Правда, я не уверен в этом, но на то и надежда, чтобы в неуверенности была щелочка — тайная дверца, за которой скрывается загадочная и необъяснимая уверенность, что с тобою может быть лишь то, чего не может быть. Поэтому я и думаю о любви ко мне Шурочки, словно бы пряча эти мысли за тайной дверцей. Думаю до тех пор, пока она не оборачивается, почувствовав себя неуютно от моего взгляда, и не произносит с досадой и нетерпением: «Ах, опять ты здесь! Ну, сколько тебе повторять, чтобы ты не ходил за мною!» Но и после того, как она оборачивается и произносит, я снова думаю, хотя и обещаю себе не думать, и моя тайная дверца слегка приоткрывается и поскрипывает на обманчиво теплом, налетающем внезапными пронизывающими порывами, леденящем ветру.
И вот мы купаемся в образовавшемся на месте заброшенных карьеров пруду с горчичной, глинистой, мутной водой — пруду-болотце, подернутом тиной у берегов и поросшим камышами. Купаемся, и Шурочка делает вид, будто она плавает, старательно надувая щеки и вовсю болтая ногами. Но я-то, уже выбравшийся на берег, знаю, что, не умея плавать, она просто перебирает руками по дну. Знаю, но не показываю этого и словно бы верю, словно бы не догадываюсь об ее уловке, словно бы воспринимаю всерьез ее старания и даже удивляюсь: как ты хорошо плаваешь, как у тебя замечательно получается!
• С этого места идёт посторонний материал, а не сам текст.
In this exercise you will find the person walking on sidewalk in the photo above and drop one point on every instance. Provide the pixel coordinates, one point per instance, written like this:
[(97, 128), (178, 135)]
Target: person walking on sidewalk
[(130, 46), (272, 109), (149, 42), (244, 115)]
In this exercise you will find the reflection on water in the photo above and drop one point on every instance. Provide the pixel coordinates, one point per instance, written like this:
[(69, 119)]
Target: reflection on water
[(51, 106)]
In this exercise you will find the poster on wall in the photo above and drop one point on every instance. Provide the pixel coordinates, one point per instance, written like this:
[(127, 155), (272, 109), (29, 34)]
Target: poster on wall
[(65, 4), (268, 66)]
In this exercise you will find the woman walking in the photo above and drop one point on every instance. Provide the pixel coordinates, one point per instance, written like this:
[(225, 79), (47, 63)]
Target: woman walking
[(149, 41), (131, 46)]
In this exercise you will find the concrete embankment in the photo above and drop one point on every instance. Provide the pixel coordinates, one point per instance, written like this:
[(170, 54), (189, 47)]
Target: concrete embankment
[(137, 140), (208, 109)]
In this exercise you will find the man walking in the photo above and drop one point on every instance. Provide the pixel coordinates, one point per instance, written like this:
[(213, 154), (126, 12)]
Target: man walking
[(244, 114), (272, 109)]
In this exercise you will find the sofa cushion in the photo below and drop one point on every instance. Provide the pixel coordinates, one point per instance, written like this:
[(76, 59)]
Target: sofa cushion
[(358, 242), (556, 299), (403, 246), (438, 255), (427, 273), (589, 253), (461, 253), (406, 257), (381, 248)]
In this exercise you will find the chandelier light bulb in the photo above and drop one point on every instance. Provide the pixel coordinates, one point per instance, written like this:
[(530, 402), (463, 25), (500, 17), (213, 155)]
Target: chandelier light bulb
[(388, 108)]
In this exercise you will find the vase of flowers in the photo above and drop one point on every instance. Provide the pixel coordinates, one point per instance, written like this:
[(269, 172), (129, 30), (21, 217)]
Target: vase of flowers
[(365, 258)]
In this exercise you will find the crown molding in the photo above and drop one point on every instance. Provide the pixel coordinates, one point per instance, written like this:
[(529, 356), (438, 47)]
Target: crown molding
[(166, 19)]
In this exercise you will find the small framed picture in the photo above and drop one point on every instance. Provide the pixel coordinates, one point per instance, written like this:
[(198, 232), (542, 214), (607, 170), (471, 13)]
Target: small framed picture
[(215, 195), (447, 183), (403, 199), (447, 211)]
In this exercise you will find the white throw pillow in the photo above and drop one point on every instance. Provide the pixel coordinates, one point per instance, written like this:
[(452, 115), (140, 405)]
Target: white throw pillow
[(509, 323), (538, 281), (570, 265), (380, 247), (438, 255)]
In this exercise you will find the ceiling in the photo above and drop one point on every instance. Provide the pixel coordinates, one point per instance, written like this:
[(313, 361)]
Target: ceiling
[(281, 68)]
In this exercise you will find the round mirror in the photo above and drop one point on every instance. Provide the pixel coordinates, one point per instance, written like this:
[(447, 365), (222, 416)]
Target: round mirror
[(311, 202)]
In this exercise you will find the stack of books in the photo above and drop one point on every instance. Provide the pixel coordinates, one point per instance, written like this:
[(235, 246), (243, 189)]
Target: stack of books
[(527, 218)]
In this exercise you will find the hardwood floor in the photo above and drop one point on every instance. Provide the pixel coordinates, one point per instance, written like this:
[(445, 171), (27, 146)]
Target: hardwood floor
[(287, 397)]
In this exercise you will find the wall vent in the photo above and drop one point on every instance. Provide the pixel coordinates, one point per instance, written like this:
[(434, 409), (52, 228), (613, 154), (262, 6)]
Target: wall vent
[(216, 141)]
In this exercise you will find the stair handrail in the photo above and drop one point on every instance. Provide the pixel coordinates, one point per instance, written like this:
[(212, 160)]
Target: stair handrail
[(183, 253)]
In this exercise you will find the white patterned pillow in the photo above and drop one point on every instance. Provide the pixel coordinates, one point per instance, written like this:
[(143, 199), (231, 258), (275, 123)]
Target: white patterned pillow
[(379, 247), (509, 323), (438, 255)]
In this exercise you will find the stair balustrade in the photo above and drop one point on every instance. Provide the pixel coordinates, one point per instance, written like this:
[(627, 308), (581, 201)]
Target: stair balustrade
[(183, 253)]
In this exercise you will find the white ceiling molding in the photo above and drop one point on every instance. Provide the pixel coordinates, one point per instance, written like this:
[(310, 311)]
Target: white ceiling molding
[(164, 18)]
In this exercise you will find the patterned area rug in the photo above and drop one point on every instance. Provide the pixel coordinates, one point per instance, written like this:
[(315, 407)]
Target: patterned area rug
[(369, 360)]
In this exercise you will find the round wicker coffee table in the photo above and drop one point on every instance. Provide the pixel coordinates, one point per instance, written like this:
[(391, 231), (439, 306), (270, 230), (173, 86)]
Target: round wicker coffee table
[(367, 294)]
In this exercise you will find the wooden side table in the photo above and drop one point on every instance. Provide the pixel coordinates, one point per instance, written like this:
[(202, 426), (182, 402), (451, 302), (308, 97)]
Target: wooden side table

А поскольку я верю, то и Шурочка всерьез начинает верить и гордиться своим умением. Она считает себя замечательной плавуньей и всячески показывает, что ее мнение совершенно не зависит от моего мнения и даже если бы я не считал, она все равно считала бы.
Все это продолжается несколько минут и заканчивается самым неожиданным, смешным и грустным образом. Из-за своей уверенности и стремления показать Шурочка забывает о том, что ей нужно постоянно перебирать руками, ее руки отрываются от дна, она теряет равновесие и с головой погружается в воду. Погружается и, наглотавшись воды, с ужасом выныривает, встает на ноги (вода оказывается ей по пояс), ошарашенно смотрит вокруг себя и долго откашливается, осматривается и отплевывается. «Это из-за тебя! Ты меня хотел утопить! Дурак! Я все расскажу родителям!» — сквозь слезы выкрикивает Шурочка, совершенно не смущаясь тем, что я стою на берегу, а она — в воде и от меня до нее шагов двадцать. Как я мог ее утопить!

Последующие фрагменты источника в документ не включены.